Fazit also, dass das Design Top ist und die Übersichtlichkeit sich wirklich sehen lassen kann. Egal welcher Hersteller eines solchen Programms, hier kann man sich wirklich eine Scheibe von abschneiden.


Bedienbarkeit

Perfektes Design und Übersichtlichkeit sind meist schon mehr als die halbe Miete. Allerdings sollte das Programm auch in jeder Hinsicht einfach zu bedienen sein. Und das ist mit diesem wirklich gegeben. Jeder findet sich auf Anhieb mit dem Programm zurecht und taucht einmal eine Frage auf klickt man einfach mit der rechten Maustaste auf die jeweilige Funktion und schon wird einem diese erklärt.
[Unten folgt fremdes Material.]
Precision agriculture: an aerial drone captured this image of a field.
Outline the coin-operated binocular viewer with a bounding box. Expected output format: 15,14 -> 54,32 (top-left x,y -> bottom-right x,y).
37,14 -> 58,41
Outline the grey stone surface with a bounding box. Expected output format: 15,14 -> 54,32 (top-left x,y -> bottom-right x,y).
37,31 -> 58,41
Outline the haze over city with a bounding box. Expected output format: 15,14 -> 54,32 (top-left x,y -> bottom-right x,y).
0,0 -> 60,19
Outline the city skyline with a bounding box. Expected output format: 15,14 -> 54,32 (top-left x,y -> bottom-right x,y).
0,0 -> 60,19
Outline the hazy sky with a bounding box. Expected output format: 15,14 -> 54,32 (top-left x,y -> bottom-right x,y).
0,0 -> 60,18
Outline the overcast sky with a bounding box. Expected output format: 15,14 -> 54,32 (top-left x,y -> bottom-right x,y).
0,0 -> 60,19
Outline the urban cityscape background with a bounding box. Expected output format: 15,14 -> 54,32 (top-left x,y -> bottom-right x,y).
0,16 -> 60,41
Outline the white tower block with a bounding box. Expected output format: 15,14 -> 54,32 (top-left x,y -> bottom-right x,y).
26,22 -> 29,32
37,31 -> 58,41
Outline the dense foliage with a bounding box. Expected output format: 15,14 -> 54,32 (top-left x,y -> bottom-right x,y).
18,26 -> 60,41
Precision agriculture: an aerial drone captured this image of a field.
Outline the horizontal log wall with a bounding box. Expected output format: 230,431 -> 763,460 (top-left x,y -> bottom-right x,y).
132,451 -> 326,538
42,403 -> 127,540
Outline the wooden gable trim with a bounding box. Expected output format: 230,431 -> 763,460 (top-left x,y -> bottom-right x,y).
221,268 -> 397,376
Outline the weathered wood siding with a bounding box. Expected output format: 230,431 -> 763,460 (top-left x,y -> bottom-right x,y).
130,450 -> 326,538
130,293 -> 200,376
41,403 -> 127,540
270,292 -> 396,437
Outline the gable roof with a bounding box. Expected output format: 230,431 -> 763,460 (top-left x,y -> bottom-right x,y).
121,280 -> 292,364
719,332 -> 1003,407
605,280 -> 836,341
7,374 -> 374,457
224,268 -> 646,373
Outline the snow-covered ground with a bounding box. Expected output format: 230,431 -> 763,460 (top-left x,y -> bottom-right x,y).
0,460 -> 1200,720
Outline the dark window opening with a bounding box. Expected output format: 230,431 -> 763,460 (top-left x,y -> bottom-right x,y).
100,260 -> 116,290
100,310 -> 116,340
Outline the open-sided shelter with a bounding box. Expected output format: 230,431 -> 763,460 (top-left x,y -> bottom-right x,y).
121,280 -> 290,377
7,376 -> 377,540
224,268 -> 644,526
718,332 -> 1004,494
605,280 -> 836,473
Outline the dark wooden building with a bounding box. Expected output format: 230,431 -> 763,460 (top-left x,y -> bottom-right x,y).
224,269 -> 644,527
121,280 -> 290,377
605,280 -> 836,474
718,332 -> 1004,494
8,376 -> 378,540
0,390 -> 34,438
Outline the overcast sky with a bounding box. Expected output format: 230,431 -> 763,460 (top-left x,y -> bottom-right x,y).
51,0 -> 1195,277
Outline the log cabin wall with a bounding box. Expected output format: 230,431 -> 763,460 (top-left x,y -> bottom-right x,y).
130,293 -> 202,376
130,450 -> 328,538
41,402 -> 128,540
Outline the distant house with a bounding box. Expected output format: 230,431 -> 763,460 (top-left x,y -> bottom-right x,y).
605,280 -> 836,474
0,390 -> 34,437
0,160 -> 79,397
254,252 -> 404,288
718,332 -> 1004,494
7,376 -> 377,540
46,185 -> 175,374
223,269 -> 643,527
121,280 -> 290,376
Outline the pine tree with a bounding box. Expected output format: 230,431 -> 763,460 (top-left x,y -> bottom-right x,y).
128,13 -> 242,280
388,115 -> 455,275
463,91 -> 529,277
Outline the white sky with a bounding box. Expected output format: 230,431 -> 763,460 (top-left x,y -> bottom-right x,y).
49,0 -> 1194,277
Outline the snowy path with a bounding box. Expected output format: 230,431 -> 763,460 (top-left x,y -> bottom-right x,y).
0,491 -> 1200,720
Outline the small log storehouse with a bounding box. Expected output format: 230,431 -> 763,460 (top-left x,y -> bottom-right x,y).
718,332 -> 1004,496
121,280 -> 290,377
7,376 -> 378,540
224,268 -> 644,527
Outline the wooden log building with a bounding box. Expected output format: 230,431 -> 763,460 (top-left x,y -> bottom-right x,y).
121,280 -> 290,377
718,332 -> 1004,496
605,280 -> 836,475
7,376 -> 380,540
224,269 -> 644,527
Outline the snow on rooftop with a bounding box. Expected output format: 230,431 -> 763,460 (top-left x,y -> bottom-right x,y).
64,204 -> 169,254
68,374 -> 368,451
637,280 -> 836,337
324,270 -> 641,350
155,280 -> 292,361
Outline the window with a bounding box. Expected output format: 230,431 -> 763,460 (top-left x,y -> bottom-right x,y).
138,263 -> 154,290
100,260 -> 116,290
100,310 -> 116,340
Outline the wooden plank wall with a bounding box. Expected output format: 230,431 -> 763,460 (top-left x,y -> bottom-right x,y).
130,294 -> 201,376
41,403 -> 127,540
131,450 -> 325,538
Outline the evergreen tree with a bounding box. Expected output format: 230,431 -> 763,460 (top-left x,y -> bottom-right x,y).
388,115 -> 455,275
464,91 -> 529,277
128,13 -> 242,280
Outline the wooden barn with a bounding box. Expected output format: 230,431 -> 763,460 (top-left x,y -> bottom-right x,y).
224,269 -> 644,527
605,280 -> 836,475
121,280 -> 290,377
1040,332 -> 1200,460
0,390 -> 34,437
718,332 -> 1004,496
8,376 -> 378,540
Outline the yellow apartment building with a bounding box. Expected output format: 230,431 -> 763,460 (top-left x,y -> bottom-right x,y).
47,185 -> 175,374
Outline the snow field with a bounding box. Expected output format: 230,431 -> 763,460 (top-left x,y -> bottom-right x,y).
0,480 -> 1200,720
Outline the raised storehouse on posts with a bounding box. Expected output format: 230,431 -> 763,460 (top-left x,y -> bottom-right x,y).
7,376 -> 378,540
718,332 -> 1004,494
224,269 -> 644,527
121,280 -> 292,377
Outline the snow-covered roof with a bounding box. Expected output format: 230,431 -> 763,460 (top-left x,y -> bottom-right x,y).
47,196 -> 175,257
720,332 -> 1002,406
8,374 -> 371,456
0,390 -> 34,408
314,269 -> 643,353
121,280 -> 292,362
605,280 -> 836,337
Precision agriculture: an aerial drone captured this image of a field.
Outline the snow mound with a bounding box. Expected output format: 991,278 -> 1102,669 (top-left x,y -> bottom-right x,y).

Von Anfänger bis Profi, jeder weiß sofort, was gemeint ist. Und wenn nicht macht ja nichts, man hat ja wie angesprochen die Quick Hilfe. Einfacher geht es nun wirklich nicht.


Stabilität

Die einen Hersteller brauchen ewig, bis sie ihr Programm auf die Beine gestellt haben, die anderen veröffentlichen eine Beta Version nach der anderen. Wie schön, dass die Hersteller dieses Programms nur fünf Betaversionen ins Rennen schickten um dann endlich die finale Version zu veröffentlichen. Und dies war wirklich nicht zu früh. War enthält jedes Programm Fehler, doch TuneUp ärgerte mich bei fast täglicher Anwendung noch kein einziges Mal. Lediglich bei schon instabilen Systemen macht es nicht immer den perfektesten Eindruck. Doch dies ist wohl bei vielen Programmen der Fall.


Fazit

Ein Lob an den Hersteller, ein Lob für das Programm. TuneUp Utilities kann man schon nicht mehr als Nachfolger bezeichnen. Es ist von Grund an neu aufgebaut, übersichtlicher gestaltet und erschlägt einen fast mit seinen Funktionen. Die Bedienbarkeit und Übersichtlichkeit ist natürlich ebenfalls ein Lob wert und die Auswirkungen des Programms auf mein System verdienen ohnehin schon die volle Punktzahl. Von daher kann ich nur sagen – testen und kaufen. Wie schön, dass es noch auf allen gängigen Microsoft Betriebssystemen läuft, ausgeschlossen DOS.